LeetCode 1093 - Statistics from a Large Sample
This problem asks us to compute several descriptive statistics-minimum, maximum, mean, median, and mode-from a very large sample of integers ranging from 0 to 255.
Difficulty: 🟡 Medium
Topics: Array, Math, Probability and Statistics
Solution
Problem Understanding
This problem asks us to compute several descriptive statistics-minimum, maximum, mean, median, and mode-from a very large sample of integers ranging from 0 to 255. The key challenge is that the sample size can be up to 1 billion elements, so it is not feasible to explicitly generate the full array. Instead, we are provided with a count array of length 256, where count[k] represents the number of times the integer k appears in the sample.
The expected output is a list of floating-point numbers representing these five statistics. The problem guarantees that the mode is unique, which simplifies that calculation. The mean and median require careful handling because of the potential size of the data and the need to avoid constructing the entire array explicitly.
Constraints tell us that count has exactly 256 elements, all non-negative, and at least one element in the total sample. This ensures that minimum and maximum are always defined, and we will not encounter division by zero when calculating the mean.
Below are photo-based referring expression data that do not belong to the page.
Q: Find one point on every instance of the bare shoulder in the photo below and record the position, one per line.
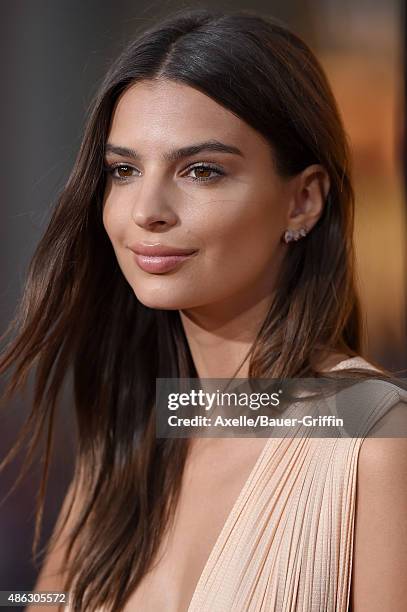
(380, 542)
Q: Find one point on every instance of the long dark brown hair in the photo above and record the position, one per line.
(79, 315)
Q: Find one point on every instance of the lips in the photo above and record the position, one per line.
(159, 258)
(159, 250)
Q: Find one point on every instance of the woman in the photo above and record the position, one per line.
(206, 231)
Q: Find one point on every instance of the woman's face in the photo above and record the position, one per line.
(186, 173)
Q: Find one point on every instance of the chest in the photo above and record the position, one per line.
(214, 476)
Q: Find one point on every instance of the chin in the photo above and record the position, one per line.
(162, 300)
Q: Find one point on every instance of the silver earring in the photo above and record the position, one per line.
(290, 235)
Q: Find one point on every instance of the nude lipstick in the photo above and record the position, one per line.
(159, 258)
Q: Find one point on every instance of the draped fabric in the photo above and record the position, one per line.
(287, 544)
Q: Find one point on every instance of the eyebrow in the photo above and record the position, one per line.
(177, 154)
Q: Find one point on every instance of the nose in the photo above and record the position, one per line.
(152, 208)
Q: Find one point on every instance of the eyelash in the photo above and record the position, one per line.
(110, 168)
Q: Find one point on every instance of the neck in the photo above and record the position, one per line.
(220, 340)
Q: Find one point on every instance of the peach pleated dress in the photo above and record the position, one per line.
(286, 546)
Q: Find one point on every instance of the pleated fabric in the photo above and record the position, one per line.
(287, 544)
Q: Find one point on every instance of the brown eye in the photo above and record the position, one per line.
(202, 172)
(124, 171)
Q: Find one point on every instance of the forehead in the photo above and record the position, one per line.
(156, 111)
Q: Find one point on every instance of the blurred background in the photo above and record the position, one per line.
(54, 56)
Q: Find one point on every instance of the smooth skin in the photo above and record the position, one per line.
(235, 217)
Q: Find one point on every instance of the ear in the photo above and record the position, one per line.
(307, 203)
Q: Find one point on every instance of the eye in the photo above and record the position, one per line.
(204, 172)
(120, 172)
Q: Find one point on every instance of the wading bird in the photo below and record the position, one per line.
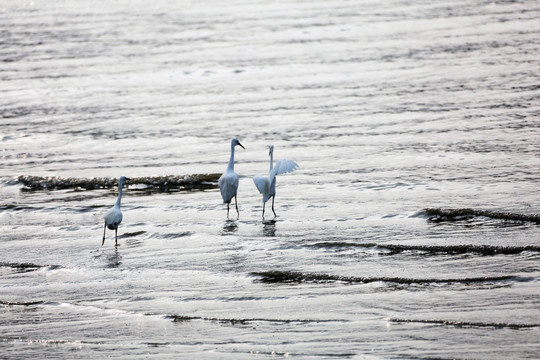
(113, 218)
(267, 184)
(228, 182)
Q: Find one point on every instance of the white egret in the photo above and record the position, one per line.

Edge cases to watch include: a sample where only one value exists, very skewed distributions, and even vs odd total counts affecting the median.
Approaches
A brute-force approach would be to expand the count array into a full list of elements by repeating each value k exactly count[k] times, and then sort the resulting array. Once sorted, computing minimum, maximum, mean, median, and mode is straightforward. This approach works correctly in principle, but it is completely infeasible for large counts, since the sample could reach 10^9 elements.
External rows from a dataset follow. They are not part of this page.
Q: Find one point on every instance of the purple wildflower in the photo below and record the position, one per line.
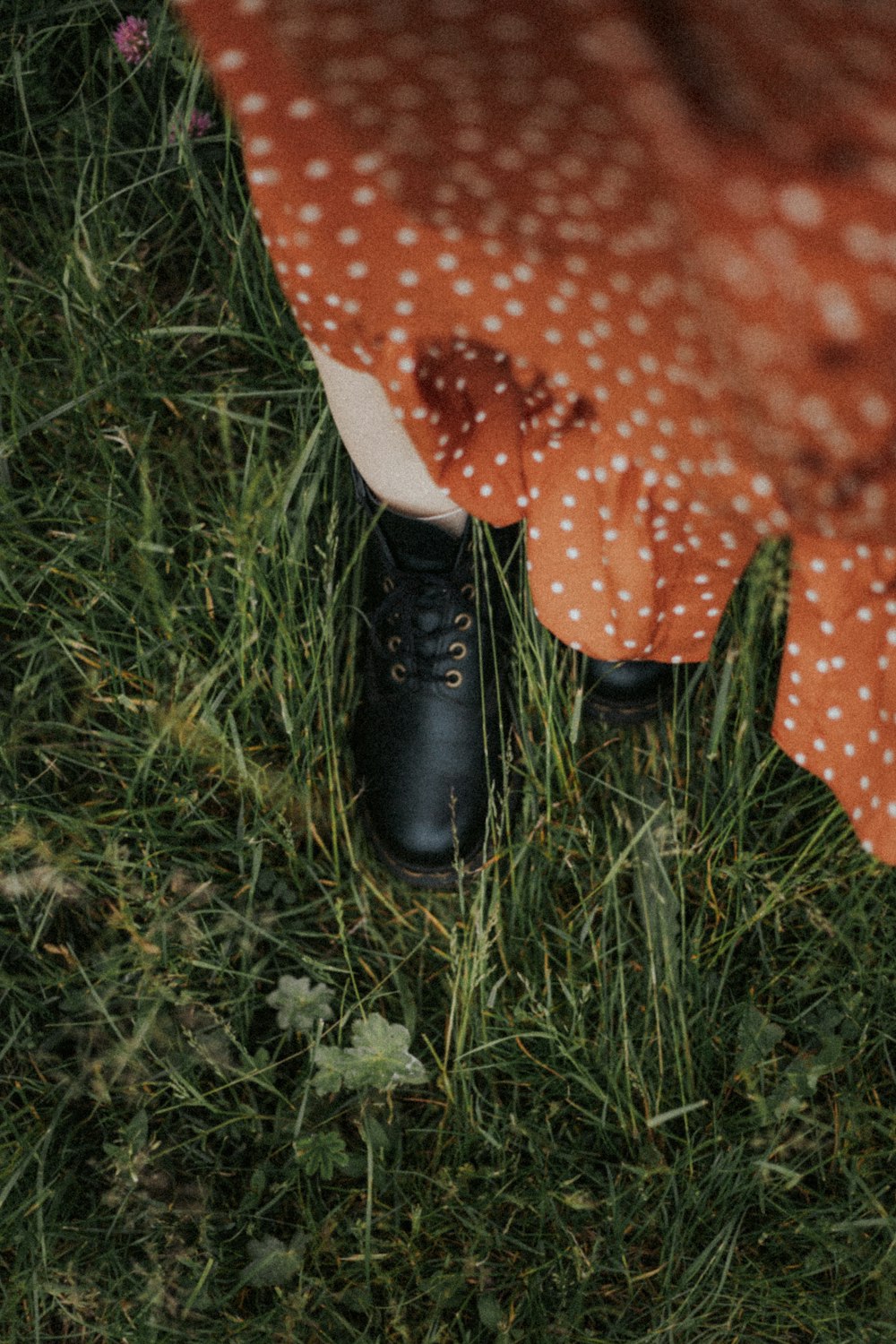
(132, 39)
(198, 126)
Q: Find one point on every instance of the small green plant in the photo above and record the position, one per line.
(273, 1262)
(378, 1059)
(300, 1004)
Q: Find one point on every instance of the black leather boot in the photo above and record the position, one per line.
(429, 736)
(627, 693)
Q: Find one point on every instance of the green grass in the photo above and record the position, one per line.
(659, 1029)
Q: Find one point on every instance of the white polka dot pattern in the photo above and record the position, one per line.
(635, 285)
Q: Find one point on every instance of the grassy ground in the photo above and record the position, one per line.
(657, 1031)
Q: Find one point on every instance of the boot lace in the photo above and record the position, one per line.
(421, 628)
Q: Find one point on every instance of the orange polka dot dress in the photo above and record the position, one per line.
(626, 269)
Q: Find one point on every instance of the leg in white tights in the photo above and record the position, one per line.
(381, 448)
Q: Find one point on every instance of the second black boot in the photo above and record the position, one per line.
(430, 730)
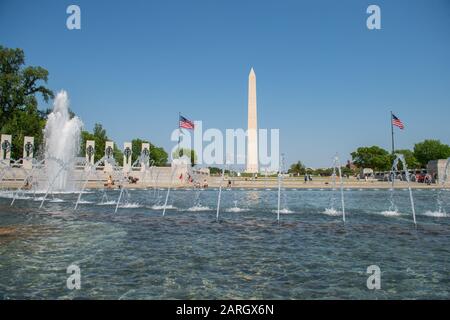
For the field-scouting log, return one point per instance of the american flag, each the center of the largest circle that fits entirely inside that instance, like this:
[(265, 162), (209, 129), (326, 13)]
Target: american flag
[(185, 123), (397, 122)]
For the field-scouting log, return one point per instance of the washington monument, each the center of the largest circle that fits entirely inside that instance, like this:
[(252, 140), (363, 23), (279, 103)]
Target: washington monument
[(252, 139)]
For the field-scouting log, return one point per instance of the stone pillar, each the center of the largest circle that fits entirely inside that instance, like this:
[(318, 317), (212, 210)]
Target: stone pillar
[(109, 154), (252, 139), (28, 151), (145, 152), (5, 147), (127, 157)]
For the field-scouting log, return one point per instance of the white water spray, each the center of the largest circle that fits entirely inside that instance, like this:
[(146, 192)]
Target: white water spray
[(62, 142)]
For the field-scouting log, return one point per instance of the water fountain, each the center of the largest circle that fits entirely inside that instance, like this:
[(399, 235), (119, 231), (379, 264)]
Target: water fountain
[(62, 142), (332, 209), (440, 210), (399, 158), (220, 193)]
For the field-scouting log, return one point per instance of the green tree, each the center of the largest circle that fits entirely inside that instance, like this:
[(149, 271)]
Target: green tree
[(373, 157), (297, 169), (19, 87), (430, 150), (190, 153), (158, 155), (410, 159)]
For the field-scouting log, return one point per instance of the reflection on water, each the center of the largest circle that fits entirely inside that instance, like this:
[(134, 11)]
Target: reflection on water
[(138, 254)]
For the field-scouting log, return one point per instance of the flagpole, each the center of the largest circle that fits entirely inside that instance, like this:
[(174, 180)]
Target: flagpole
[(392, 133), (179, 134)]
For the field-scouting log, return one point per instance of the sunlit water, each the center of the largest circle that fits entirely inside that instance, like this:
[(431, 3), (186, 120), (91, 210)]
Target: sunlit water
[(138, 254)]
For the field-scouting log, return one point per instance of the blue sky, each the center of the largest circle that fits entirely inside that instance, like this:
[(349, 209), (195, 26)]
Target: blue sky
[(325, 80)]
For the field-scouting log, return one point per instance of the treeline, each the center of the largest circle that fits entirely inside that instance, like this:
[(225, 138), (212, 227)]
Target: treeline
[(20, 86), (379, 159)]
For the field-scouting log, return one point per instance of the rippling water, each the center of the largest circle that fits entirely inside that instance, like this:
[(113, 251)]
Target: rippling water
[(138, 254)]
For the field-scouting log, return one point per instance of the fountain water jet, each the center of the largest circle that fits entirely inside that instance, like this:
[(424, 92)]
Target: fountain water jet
[(400, 158), (62, 142), (337, 170), (442, 181)]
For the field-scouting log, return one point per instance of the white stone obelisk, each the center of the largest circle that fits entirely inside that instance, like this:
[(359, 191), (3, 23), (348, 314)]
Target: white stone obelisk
[(252, 138)]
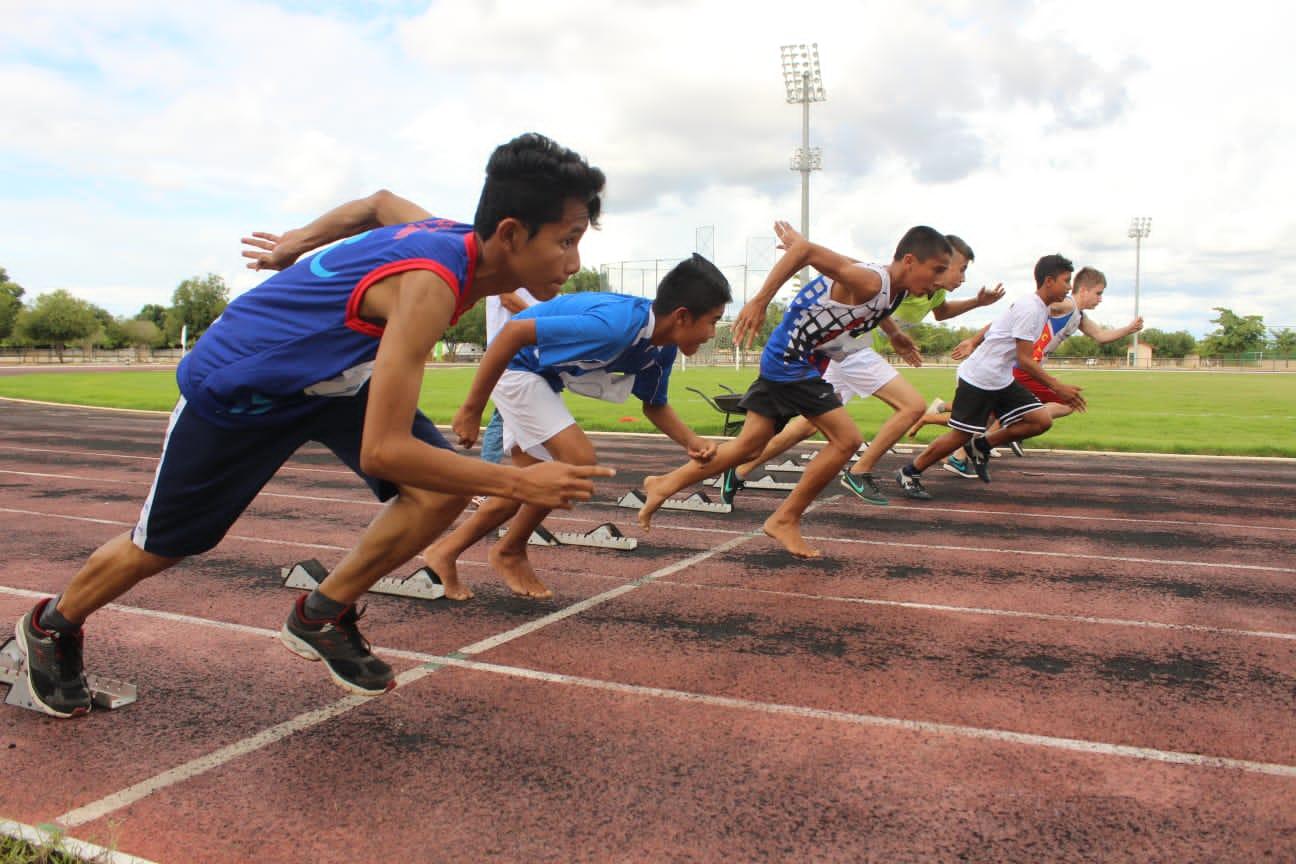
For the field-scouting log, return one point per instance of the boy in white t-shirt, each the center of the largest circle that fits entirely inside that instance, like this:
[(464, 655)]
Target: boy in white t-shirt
[(499, 310), (986, 385)]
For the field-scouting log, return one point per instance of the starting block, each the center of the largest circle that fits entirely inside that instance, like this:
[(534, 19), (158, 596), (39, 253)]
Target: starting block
[(766, 483), (787, 466), (605, 536), (420, 584), (106, 693), (695, 503)]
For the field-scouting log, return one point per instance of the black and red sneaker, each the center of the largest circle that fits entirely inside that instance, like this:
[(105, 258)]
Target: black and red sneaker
[(338, 643), (56, 675)]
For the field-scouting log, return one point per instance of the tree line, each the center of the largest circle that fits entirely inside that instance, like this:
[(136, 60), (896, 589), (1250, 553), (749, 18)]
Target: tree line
[(60, 319)]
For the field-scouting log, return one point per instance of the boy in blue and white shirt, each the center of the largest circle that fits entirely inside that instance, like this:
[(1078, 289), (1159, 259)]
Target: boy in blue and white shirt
[(830, 319), (604, 346)]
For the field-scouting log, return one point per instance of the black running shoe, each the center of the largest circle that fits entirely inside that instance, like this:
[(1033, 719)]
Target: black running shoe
[(730, 485), (55, 672), (865, 487), (338, 643), (911, 486), (979, 460)]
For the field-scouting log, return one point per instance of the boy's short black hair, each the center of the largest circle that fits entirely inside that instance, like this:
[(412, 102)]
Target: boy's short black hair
[(960, 246), (923, 244), (694, 284), (1087, 276), (1051, 266), (530, 179)]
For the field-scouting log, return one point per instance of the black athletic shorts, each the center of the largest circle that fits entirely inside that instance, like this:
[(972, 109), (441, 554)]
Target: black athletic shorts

The optimal approach leverages the fact that the values are bounded between 0 and 255 and count already represents the frequency of each value. We can compute the minimum, maximum, mean, and mode directly by iterating over count. For the median, we use the prefix sum of counts to locate the middle element(s) without constructing the full array. This approach is linear in the size of count (256) rather than the size of the sample.
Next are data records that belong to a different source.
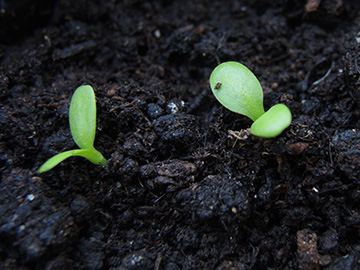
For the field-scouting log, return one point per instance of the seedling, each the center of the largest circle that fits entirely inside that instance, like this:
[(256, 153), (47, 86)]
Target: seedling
[(82, 119), (238, 90)]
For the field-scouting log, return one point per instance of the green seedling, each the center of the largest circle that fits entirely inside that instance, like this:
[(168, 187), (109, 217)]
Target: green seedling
[(238, 90), (82, 119)]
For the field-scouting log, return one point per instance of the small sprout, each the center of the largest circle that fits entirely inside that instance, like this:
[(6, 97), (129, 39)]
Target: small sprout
[(82, 119), (238, 89)]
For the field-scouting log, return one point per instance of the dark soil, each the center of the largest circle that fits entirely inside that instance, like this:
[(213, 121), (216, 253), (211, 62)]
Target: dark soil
[(181, 190)]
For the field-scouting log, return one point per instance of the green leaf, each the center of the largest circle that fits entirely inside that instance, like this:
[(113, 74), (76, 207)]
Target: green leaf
[(273, 122), (91, 154), (237, 89), (82, 116)]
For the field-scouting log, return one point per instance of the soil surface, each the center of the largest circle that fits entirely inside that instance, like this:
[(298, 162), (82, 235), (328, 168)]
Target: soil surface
[(184, 188)]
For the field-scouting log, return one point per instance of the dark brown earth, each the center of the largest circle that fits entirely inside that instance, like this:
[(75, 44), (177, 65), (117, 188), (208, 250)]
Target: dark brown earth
[(181, 190)]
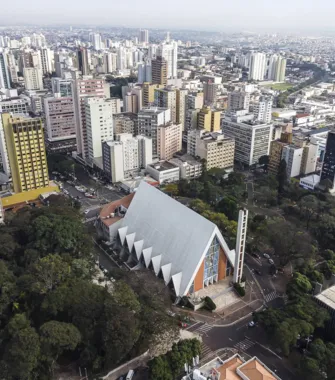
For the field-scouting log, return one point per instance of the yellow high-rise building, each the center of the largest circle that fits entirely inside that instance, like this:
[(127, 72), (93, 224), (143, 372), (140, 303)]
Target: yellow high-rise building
[(26, 152), (209, 119)]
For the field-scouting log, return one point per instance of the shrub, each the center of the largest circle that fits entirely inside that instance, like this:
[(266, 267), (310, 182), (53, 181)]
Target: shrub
[(209, 304)]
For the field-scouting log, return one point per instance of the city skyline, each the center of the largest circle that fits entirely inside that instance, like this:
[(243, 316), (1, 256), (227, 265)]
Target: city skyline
[(241, 15)]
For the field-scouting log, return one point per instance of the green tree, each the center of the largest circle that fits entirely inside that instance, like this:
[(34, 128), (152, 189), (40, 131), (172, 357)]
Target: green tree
[(282, 175), (309, 207), (159, 369), (264, 161), (48, 273), (21, 353), (57, 337)]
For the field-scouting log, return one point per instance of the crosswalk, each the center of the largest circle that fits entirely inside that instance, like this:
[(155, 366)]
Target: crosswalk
[(244, 344), (203, 328), (271, 296), (90, 219), (205, 350)]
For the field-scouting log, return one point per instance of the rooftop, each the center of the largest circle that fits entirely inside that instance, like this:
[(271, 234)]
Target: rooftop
[(327, 297), (108, 215), (234, 368), (163, 165)]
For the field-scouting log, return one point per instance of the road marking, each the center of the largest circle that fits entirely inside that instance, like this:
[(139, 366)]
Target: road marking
[(271, 296), (204, 328), (205, 350), (189, 327), (244, 344)]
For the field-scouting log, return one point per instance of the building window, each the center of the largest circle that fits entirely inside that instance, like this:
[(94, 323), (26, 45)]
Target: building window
[(212, 263)]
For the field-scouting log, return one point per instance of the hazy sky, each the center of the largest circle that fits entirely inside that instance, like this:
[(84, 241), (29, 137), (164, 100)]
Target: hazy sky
[(193, 14)]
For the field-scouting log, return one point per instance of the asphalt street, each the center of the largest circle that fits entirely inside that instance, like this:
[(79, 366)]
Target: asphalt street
[(252, 341)]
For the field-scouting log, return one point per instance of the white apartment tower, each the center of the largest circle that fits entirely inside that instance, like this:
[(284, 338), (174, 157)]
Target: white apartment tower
[(33, 78), (4, 73), (257, 68), (144, 36), (84, 88), (238, 100), (126, 155), (263, 109), (99, 125), (149, 119), (169, 51)]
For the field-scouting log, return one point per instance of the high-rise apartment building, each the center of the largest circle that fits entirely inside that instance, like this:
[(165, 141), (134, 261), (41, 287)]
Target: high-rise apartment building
[(33, 78), (84, 88), (143, 36), (26, 152), (257, 68), (149, 119), (15, 106), (159, 71), (144, 72), (238, 100), (125, 123), (293, 156), (46, 62), (125, 156), (252, 140), (277, 68), (210, 92), (4, 73), (328, 166), (148, 93), (217, 149), (83, 61), (63, 87), (263, 109), (169, 140), (169, 51), (194, 100), (99, 125), (209, 119), (60, 123)]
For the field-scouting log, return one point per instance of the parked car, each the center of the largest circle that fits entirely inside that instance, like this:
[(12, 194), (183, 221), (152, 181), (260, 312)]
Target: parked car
[(182, 324), (255, 255)]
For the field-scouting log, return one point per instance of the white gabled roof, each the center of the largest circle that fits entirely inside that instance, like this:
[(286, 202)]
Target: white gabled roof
[(175, 238)]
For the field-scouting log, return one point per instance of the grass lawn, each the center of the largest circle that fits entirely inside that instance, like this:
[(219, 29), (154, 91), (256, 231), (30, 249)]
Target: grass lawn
[(279, 86)]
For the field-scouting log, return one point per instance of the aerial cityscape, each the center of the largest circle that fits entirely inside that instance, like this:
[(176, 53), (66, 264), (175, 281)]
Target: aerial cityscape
[(167, 194)]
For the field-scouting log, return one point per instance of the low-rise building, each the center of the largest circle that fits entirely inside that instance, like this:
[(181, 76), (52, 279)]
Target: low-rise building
[(164, 172), (234, 368), (293, 157), (169, 140), (124, 157), (252, 139), (190, 168), (125, 122), (215, 148), (310, 182)]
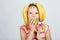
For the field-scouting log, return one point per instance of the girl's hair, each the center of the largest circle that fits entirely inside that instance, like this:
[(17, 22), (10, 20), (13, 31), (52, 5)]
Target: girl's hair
[(32, 4)]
| Approach | Time Complexity | Space Complexity | Notes |
|---|---|---|---|
| Brute Force | O(N log N), where N = sum(count) | O(N) | Expands the full array and sorts it; infeasible for large N |
| Optimal | O(256) = O(1) | O(1) | Iterates over count array; computes statistics using frequencies and prefix sums |
Algorithm Walkthrough
- Initialize variables for
minimum,maximum,sum,total_count,mode, andmax_count.minimumandmaximumare initially undefined.sumandtotal_counttrack the running sum and number of elements.max_counttracks the highest frequency for the mode. - Iterate over
countwith indexifrom 0 to 255. Ifcount[i] > 0, update:
minimumif it is not yet setmaximumasi(since we are iterating in increasing order)sumby addingi * count[i]total_countby addingcount[i]modeifcount[i] > max_count
- Calculate
meanassum / total_count. - To compute the
median, first determine the positions of the middle element(s):
- If
total_countis odd, the median is at position(total_count + 1) // 2 - If
total_countis even, the median is the average of the elements at positionstotal_count // 2and(total_count // 2) + 1
- Use a prefix sum approach to locate the median:
- Iterate over the
countarray, keeping a running totalrunning_count. Whenrunning_countcrosses the median positions, record the correspondingivalues.
- Return the statistics
[minimum, maximum, mean, median, mode]as floating-point numbers.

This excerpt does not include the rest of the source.